33. A method for recovering cryopreserved plant cells comprising the steps of:

a) thawing the cryopreserved plant cells to a temperature above freezing;

b) incubating the thawed plant cells in a growth medium containing a divalent cation; and

c) recovering viable plant cells.

34. The method of claim 33 wherein the growth medium further comprises a cryoprotective agent.

35. The method of claim 33 wherein the growth medium further comprises an ethylene inhibitor.

36. A method for cryopreserving a plant cell comprising the steps of:

a) pretreating the plant cell with an osmotic agent and a divalent cation at greater than about 5 mM;

b) loading the plant cell with a cryopreserving agent;

c) vitrifying the plant cell with a cryopreservation solution; and

d) freezing the vitrified plant cell at a cryopreservation temperature.

37. The method of claim 36 wherein the cryoprotecting agent is selected from the group consisting of DMSO, propylene glycol, glycerol, polyethylene glycol, ethylene glycol, butanediol, formamide, propanediol, sorbitol, mannitol and mixtures thereof.

38. The method of claim 36 wherein the osmotic agent and the cryoprotecting agent are the same.

39. The method of claim 36 wherein loading and vitrifying are conducted simultaneously.

40. The method of claim 36 further comprising the step of including a stabilizer during pretreatment, loading or vitrification.
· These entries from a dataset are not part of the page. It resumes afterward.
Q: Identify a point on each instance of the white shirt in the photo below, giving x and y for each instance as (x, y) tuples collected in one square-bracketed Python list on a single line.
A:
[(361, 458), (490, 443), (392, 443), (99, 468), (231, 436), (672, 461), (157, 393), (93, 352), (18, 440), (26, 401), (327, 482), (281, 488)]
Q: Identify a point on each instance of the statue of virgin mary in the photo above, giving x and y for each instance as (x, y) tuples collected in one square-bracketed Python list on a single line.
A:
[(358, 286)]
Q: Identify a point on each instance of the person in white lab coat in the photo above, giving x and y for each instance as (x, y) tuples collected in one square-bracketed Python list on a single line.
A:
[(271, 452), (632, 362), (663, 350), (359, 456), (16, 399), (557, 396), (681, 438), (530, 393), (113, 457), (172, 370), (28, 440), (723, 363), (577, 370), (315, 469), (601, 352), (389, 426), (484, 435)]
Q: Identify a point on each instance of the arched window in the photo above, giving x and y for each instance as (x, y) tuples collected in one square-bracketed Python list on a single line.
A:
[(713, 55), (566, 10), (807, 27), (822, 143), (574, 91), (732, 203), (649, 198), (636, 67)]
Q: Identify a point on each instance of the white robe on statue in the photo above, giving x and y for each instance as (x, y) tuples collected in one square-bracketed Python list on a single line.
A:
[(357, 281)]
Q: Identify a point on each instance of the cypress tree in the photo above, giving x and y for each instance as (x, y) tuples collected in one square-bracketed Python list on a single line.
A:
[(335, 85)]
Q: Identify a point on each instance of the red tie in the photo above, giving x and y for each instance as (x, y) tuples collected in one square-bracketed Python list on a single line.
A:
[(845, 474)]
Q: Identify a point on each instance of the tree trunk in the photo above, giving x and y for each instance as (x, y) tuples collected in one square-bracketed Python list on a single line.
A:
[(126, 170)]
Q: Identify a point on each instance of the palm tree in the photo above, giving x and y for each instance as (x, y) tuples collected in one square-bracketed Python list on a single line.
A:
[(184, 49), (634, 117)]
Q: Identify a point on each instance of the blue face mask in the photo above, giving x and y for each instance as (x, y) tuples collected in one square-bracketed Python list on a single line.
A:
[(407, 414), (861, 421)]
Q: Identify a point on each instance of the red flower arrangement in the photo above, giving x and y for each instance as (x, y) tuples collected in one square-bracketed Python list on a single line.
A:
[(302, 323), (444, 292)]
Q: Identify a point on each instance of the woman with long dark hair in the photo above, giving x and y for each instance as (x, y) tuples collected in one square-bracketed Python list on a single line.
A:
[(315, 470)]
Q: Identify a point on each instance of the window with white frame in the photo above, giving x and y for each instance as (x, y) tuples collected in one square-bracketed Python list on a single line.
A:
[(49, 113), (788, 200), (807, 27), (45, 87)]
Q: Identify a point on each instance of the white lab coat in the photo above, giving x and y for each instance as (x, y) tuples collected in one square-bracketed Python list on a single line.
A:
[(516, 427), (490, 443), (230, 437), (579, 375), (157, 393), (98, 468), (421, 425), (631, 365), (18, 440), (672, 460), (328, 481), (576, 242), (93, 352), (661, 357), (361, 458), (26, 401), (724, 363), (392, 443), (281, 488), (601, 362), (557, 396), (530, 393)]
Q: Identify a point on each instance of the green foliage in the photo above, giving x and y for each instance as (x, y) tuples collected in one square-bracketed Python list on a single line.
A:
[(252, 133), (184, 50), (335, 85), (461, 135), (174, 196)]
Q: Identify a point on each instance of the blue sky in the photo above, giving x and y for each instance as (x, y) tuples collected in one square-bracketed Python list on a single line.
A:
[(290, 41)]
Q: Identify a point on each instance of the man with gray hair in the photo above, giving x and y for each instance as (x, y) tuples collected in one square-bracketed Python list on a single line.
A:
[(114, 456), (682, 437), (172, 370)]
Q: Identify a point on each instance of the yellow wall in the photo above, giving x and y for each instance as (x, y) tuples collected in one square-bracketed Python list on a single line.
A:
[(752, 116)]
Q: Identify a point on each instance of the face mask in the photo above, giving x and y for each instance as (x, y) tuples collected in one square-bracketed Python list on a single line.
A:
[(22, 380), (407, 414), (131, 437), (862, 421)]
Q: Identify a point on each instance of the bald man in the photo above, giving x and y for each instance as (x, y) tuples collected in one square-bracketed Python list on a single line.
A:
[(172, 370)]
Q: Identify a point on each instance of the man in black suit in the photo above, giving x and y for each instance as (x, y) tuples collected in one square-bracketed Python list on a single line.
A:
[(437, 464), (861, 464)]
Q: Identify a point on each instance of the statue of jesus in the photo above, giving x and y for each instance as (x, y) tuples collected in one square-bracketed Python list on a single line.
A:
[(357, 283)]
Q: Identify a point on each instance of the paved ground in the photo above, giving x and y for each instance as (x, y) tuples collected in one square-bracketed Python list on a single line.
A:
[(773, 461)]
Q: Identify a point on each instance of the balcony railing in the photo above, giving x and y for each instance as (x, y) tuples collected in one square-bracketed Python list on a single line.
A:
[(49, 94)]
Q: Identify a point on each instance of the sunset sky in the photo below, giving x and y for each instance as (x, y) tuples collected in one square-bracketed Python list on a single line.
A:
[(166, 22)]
41. A method for recovering cryopreserved plant cells comprising the steps of:

a) cryopreserving plant cells according to the method of claim 36;

b) thawing the cryopreserved plant cells to a temperature above freezing;

c) incubating the thawed plant cells in a growth medium containing a stabilizer;

d) removing the cryoprotective agent; and

e) recovering viable plant cells.

42. The method of claim 41 wherein the stabilizer is a divalent cation, an oxygen radical scavenger, an ethylene inhibitor or a combination thereof.

43. The method of claim 41 wherein the growth medium further contains a cryoprotectant.

44. A method for cryopreserving a plant cell comprising the steps of:

a) pretreating the plant cell with an osmotic agent and an ethylene inhibitor;

b) loading the plant cell with a cryopreserving agent;

c) vitrifying the plant cell with a cryopreservation solution; and

d) freezing the vitrified plant cell at a cryopreservation temperature.

45. The method of claim 44 wherein the ethylene inhibitor is an ethylene biosynthesis inhibitor or an ethylene action inhibitor.

46. The method of claim 44 further comprising the step of adding divalent cations to the pretreating, loading or vitrifying steps.

47. A method for cryopreserving a plant cell comprising the steps of:

a) pretreating the plant cell with a heat shock;

b) vitrifying the acclimated plant cell with a vitrification solution; and

c) freezing the incubated plant cell at a cryopreservation temperature.

48. The method of claim 47 further comprising the step of including a divalent cation during pretreating, vitrifying or both pretreating and vitrifying.